Hawking was born on January 8, 1942—the 300th anniversary of the death of famed astronomer Galileo Galilei—and died on March 14, 2018—the day Albert Einstein was born in 1879 and the day we celebrate the mathematical constant known as Pi. Does this signal some kind of scientific magic at work or a delightful cosmic coincidence? Hawking’s own words perhaps best answer that question: “We are just an advanced breed of monkeys on a minor planet of a very average star. But we can understand the Universe. That makes us something very special.”
Hawking is himself very special to humanists both for his contributions to the understanding of the universe and for his disability outreach. He also very clearly promoted an atheistic view of the universe. In the Fall of 2014 at the Starmus Festival, a celebration of science, art, and music that was held in the Canary Islands that year, Hawking was asked to clarify some of his earlier conceptualizations of God and said:
Before we understand science, it is natural to believe that God created the universe. But now science offers a more convincing explanation. What I meant by ‘we would know the mind of God’ is, we would know everything that God would know, if there were a God, which there isn’t. I’m an atheist.
On an episode of the Discovery Channel show Curiosity that aired in 2011 called “Did God Create the Universe?” Hawking noted that humans were free to believe what they wanted and that in his view:
No one created the universe and no one directs our fate. This leads me to a profound realization. There is probably no heaven, and no afterlife either. We have this one life to appreciate the grand design of the universe, and for that, I am extremely grateful.
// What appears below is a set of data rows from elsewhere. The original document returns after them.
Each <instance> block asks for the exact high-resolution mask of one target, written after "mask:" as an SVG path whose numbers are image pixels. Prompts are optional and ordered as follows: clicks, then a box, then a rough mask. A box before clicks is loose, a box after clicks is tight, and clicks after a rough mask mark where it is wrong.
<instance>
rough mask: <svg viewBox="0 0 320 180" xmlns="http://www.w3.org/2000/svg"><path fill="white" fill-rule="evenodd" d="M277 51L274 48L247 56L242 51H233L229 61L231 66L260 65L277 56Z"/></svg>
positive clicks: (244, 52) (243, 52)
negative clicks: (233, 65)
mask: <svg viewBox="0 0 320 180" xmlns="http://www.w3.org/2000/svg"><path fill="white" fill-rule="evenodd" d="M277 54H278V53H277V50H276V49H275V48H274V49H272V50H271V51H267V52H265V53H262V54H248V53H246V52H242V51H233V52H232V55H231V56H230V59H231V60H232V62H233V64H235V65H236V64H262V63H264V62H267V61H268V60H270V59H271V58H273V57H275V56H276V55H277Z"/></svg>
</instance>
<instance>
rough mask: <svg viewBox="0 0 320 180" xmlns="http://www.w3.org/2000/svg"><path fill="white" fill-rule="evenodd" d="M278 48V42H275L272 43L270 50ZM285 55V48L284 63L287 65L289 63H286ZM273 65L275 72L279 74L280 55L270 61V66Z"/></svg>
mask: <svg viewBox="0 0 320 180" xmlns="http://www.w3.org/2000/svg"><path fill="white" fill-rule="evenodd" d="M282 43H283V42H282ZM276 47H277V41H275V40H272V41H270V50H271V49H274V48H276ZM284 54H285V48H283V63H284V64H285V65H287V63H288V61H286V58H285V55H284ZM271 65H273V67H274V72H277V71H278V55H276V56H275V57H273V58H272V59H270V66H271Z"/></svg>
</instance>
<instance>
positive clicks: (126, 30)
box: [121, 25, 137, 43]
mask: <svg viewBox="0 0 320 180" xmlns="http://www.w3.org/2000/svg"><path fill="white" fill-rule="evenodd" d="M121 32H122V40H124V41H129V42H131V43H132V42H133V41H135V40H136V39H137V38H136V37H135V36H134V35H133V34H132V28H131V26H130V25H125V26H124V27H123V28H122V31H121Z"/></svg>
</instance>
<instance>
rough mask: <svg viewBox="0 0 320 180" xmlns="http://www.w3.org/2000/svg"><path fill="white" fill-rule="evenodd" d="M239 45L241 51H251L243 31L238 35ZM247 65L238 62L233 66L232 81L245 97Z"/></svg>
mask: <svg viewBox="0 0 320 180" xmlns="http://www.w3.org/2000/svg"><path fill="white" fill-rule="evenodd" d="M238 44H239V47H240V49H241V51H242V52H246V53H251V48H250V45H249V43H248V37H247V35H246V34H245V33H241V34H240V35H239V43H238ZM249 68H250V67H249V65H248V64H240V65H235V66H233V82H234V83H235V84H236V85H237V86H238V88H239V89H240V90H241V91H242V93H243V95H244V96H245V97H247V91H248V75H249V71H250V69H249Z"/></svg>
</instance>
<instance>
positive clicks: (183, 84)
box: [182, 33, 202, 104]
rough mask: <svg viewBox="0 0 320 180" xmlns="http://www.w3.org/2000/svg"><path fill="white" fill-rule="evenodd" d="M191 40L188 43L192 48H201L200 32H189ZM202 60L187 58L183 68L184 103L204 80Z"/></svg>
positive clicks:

Stephen Hawking was the director of research at the Centre for Theoretical Cosmology at Cambridge University, an honorary fellow of the Royal Society of Arts, and the recipient of the US Presidential Medal of Freedom and countless other prestigious awards. He was the author or co-author of twelve popular science books and wrote over a dozen scientific films or documentary series, in addition to academic papers. Today, humanists and the world mourn the loss of a truly amazing human being.